In de vervolgpublicatie Competenties en gedragsindicatoren Onderwijs met ict voor docenten staan naast de competenties deze gedragsindicatoren beschreven met voorbeelden van aantoonbaar, concreet gedrag waarmee docenten kunnen laten zien dat zij de competenties uit het raamwerk beheersen. Hierbij is gebruik gemaakt van de eerder door het iXperium opgestelde sets aan gedragsindicatoren op basis-, senior- en masterniveau.
Een gedragsindicator geeft daarmee antwoord op de vraag: wat moet je zien of horen om te herkennen dat iemand bepaalde competenties beheerst? De objectief waarneembare gedragsindicatoren bieden docenten en beoordelaars de mogelijkheid om de ontwikkeling van de persoon in kwestie op detailniveau inzichtelijk te maken en brengen in beeld in hoeverre hij of zij het concrete gedrag vertoont dat aansluit bij de beheersing van de competenties.
Er zijn competenties en gedragsindicatoren op basis-, senior- en masterniveau.

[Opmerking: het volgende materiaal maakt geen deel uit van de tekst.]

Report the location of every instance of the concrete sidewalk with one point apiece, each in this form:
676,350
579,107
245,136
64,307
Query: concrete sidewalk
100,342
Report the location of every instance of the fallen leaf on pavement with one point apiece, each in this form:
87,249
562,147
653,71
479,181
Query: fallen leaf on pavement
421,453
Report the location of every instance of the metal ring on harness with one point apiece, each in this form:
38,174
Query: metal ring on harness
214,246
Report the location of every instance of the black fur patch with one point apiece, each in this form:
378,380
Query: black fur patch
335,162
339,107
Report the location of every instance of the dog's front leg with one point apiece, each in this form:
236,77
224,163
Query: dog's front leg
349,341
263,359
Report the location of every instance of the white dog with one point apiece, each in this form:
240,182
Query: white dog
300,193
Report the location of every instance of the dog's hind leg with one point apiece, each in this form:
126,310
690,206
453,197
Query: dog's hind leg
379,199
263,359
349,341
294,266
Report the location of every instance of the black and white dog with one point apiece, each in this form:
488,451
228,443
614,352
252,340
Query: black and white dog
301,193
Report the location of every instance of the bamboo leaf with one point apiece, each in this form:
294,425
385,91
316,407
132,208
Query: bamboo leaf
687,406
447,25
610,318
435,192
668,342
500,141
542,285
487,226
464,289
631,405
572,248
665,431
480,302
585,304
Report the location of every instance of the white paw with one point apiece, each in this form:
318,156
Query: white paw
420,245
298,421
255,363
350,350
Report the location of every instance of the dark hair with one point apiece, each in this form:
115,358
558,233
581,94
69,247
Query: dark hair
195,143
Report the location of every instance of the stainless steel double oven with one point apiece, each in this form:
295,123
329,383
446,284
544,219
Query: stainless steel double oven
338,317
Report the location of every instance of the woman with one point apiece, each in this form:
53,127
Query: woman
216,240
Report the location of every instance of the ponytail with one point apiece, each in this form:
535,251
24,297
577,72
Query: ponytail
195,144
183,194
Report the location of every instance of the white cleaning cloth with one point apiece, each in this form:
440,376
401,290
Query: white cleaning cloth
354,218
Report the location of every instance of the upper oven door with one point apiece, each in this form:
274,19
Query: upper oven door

Het basisniveau is van toepassing op docenten die basisbekwaam zijn op het gebied van onderwijsinnovatie met ict. Het seniorniveau is van toepassing op docenten die meer ervaren zijn en anderen (kunnen) begeleiden op het gebied van onderwijsinnovatie met ict. Het masterniveau is van toepassing op docenten die op masterniveau onderwijsinnovatie met ict kunnen vormgeven en doorontwikkelen, aangetoond met een masterdiploma.
Bij het opstellen van gedrag op masterniveau is gebruik gemaakt van internationale standaarden zoals de Dublin Descriptoren (Joint Quality Initiative, 2004) en de European Qualification Framework (European Commission, 2008) en bijbehorende Nederlandse variant hiervan (NLQF3 ). Deze set is gevalideerd in gesprekken met interne en externe experts en praktijkvertegenwoordigers.